L’Association de gestion Hôpital Privé Gériatrique Les Sources (HPGS), enregistrée en préfecture sous le n°W062003880, dont le siège social est situé 10 Camin René PIETRUSCHI, 06105 NICE Cedex 2
D’une part, Pour les organisations syndicales représentatives :
La CFDT
La CFTC
La CFE-CGC
D’autre part, Il a été convenu ce qui suit :
Préambule
Le présent accord a pour objectif de définir les conditions de mise en œuvre du télétravail au sein de l’Hôpital en cohérence avec les autres hôpitaux du Pôle Santé du groupe UNIVI conformément aux articles L1222-9 à L1222-11 du Code du travail et des accords nationaux interprofessionnels du 19 juillet 2005 et du 26 novembre 2020.
Le télétravail peut être une forme d’organisation durable apportant des éléments positifs en matière de qualité de vie, de responsabilisation et d’autonomie dans l’exercice des missions professionnelles.
Le télétravail s’inscrit donc parfaitement dans la Qualité de Vie et des Conditions de Travail (QVCT) et dans l’égalité professionnelle entre les femmes et les hommes en contribuant à mieux concilier vie professionnelle et vie privée.
Le télétravail participe également à la démarche de développement durable portée par l’hôpital et le groupe UNIVI.
Bien que le télétravail concerne moins de 10% des effectifs de l’Hôpital, le télétravail répond à une attente des salariés à laquelle la direction et les organisations syndicales ont souhaité répondre.
Toutefois, afin de maintenir une certaine forme d’équité entre les salariés, la direction et les organisations syndicales ont souhaité, au travers de cet accord, déroger en partie aux accords nationaux interprofessionnels du 19 juillet 2005 et du 26 novembre 2020 sur certains dispositifs.

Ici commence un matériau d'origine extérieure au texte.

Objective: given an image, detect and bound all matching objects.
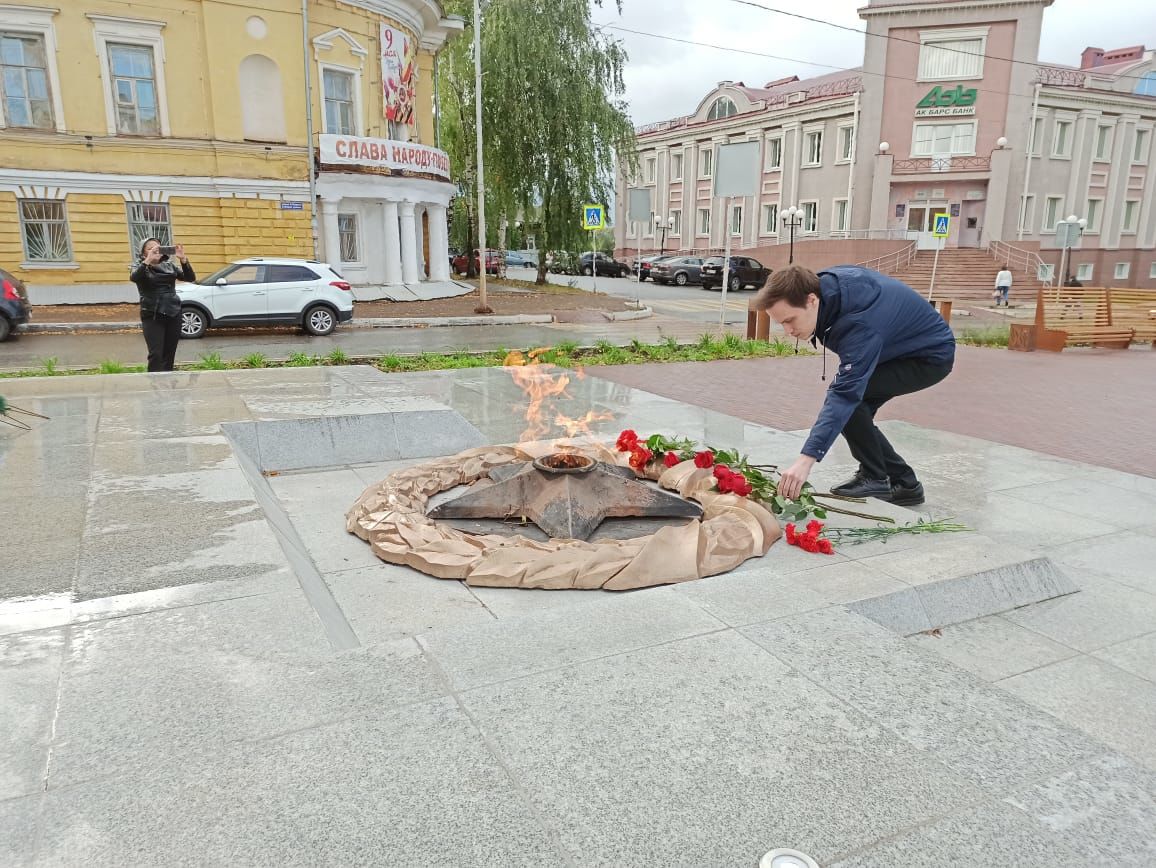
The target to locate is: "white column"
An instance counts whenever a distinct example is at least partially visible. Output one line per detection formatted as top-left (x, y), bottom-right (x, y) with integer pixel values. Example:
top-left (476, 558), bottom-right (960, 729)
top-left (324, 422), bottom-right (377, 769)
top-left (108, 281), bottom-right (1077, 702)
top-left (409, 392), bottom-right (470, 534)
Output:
top-left (381, 202), bottom-right (401, 285)
top-left (401, 202), bottom-right (420, 283)
top-left (425, 205), bottom-right (450, 281)
top-left (321, 199), bottom-right (341, 270)
top-left (414, 205), bottom-right (429, 280)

Article 1 : Définition et objet du télétravail
Le télétravail est défini, dans l’accord national interprofessionnel du 26 novembre 2020 (article 1), comme toute forme d’organisation du travail utilisant les technologies de l’information dans le cadre d’un contrat de travail et dans laquelle un travail, qui aurait pu être réalisé dans les locaux de l’employeur, est effectué hors de ces locaux de façon régulière.
Ainsi est entendu comme télétravailleur, au sens du même accord, toute personne salariée de l’Hôpital qui effectue du télétravail tel que défini ci-dessus.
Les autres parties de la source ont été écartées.